Muchas veces escuchamos o vemos noticias referidas al tránsito y a la seguridad vial. Incluso nuevos términos como “movilidad sustentable” o “sostenibilidad”. Pero pocas veces escuchamos hablar de un “Plan Integral de Seguridad Vial”. Las dificultades que presenta el federalismo en el tránsito hace que cada provincia e incluso cada municipio puedan generar normativas locales distintas a las de sus vecinos. De hecho, lograr criterios comunes en todo el país es una misión casi imposible.
Es por ello que cotidianamente nacen iniciativas inconexas y poco efectivas provenientes de los distintos niveles del gobierno. Esas medidas habitualmente no tienen un basamento técnico que las soporte, ni tampoco tienen en cuenta las circunstancias en la que se aplicarán. Se escriben, se anuncian en forma grandilocuente, no se fundamentan y luego no se analizan sus resultados. Eso ocurre porque “se corre” atrás de las consecuencias en lugar de trabajar sobre las causas que generan la inseguridad vial. Este es el caso, por ejemplo, del proyecto de Ley de Tolerancia Cero al volante, que busca aprobarse en todo el territorio nacional.
En este sentido, un Plan Integral de Seguridad Vial, además de tener el status de política de Estado, debería abordarse de manera integral y transversal, enfocado en las raíces profundas del problema. Y ese complicado entramado de temas, inexorablemente debe apuntar a un profundo cambio cultural y debe estar en manos de profesionales de distintas disciplinas con el foco puesto en la reducción de la siniestralidad y la mortalidad.
Sin dudas, también, se lo deberá tomar como un conjunto de procesos que tengan en cuenta las necesidades que se requieren para llevarlo adelante y las consecuencias de cada iniciativa. Los factores de la siniestralidad deberán estar contemplados teniendo en cuenta la realidad actual y el punto que se desea alcanzar en cada etapa considerando objetivos de corto, mediano y largo plazo en lo que se refiere al factor humano, el vehicular y las vías de circulación.
Para todo lo anterior se va a necesitar un profundo trabajo en educación, pero cuando hablamos de educación no solo nos referimos a los niños y adolescentes, sino también a los adultos. Del mismo modo se deberá proceder en las campañas de concientización. Para citar un ejemplo podemos mencionar la laxitud con la que se obtiene una licencia de conducir, ya que el 98% de los poseedores de una licencia de conducir jamás leyeron la ley de tránsito. ¿Cómo pretendemos que se cumplan las leyes de tránsito si no las conocemos?
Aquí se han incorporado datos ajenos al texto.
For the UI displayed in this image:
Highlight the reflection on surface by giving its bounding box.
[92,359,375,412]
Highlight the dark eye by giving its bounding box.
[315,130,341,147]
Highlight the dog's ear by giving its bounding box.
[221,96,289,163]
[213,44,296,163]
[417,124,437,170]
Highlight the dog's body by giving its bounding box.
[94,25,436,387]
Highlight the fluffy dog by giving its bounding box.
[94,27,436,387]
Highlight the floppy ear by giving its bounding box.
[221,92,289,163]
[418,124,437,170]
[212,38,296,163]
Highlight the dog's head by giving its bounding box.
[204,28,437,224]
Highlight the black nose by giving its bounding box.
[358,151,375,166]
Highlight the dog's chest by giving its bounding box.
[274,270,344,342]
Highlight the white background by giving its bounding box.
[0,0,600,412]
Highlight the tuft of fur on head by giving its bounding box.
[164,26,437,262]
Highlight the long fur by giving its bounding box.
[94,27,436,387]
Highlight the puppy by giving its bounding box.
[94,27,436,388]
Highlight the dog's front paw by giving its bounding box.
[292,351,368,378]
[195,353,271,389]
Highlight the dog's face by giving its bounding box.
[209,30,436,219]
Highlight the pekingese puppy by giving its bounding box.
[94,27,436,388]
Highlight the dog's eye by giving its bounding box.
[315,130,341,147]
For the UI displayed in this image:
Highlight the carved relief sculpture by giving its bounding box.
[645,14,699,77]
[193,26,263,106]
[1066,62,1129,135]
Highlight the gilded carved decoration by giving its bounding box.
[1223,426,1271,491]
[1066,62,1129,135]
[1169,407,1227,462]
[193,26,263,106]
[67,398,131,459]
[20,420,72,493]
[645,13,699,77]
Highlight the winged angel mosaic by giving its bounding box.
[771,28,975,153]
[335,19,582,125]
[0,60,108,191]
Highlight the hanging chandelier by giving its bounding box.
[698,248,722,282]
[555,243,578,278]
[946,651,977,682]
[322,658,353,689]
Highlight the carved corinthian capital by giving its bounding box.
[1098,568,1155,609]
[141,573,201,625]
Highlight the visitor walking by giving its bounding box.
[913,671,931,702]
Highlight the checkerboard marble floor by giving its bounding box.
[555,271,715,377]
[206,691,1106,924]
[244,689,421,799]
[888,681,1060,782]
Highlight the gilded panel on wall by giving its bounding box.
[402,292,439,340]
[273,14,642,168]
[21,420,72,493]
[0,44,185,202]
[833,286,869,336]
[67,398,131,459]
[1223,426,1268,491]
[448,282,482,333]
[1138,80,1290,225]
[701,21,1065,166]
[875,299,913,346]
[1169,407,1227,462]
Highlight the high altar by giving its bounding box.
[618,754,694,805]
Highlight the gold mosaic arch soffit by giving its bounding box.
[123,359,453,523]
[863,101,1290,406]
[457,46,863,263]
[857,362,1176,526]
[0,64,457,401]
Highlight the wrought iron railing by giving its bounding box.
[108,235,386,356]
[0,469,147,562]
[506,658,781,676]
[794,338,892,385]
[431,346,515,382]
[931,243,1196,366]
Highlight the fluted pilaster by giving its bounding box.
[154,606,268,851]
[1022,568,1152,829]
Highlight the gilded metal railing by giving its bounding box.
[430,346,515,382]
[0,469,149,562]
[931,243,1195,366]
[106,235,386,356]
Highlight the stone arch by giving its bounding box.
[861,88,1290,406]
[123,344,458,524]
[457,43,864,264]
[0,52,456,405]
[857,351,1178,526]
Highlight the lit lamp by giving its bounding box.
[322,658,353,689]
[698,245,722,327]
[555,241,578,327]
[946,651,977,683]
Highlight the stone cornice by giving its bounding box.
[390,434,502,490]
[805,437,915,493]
Otro punto crucial son los controles. Necesitamos multiplicar por 100 el número de controles de tránsito, tanto en forma dinámica como estática, pero estos controles deben ser nobles, claros e incluso pedagógicos. No es cuestión de montar un “negocio” municipal sino controlar que las normas se cumplan. En este punto, por ejemplo, es importante destacar que de los cinco países con mejores índices de seguridad vial en el mundo, en ninguno de ellos hay Tolerancia Cero. En Dinamarca, Suiza y Países Bajos su límite de alcohol es de 0.5 gramos por litro de sangre; en Reino Unido: la tolerancia es de 0.8 gramos y en Suecia -el país más avanzado del mundo en materia de seguridad vial- se determinó una tolerancia de 0,2 gr para todo tipo de conductor, incluyendo a principiantes y profesionales, porque el margen de error de la medición no depende de la calidad del conductor, sino de las inevitables imperfecciones del sistema. En tanto en América Latina algunos países han incorporado a sus legislaciones una restricción plena, otros recién consideran sanción a partir del 0,2; 0,3 o 0,5, gramos por litro de sangre como por ejemplo Colombia, Chile, Ecuador y Perú.
Debemos entender que el mejor negocio para todos es la prevención. Manejamos como vivimos. Ya va siendo hora que cambiemos de forma de vida.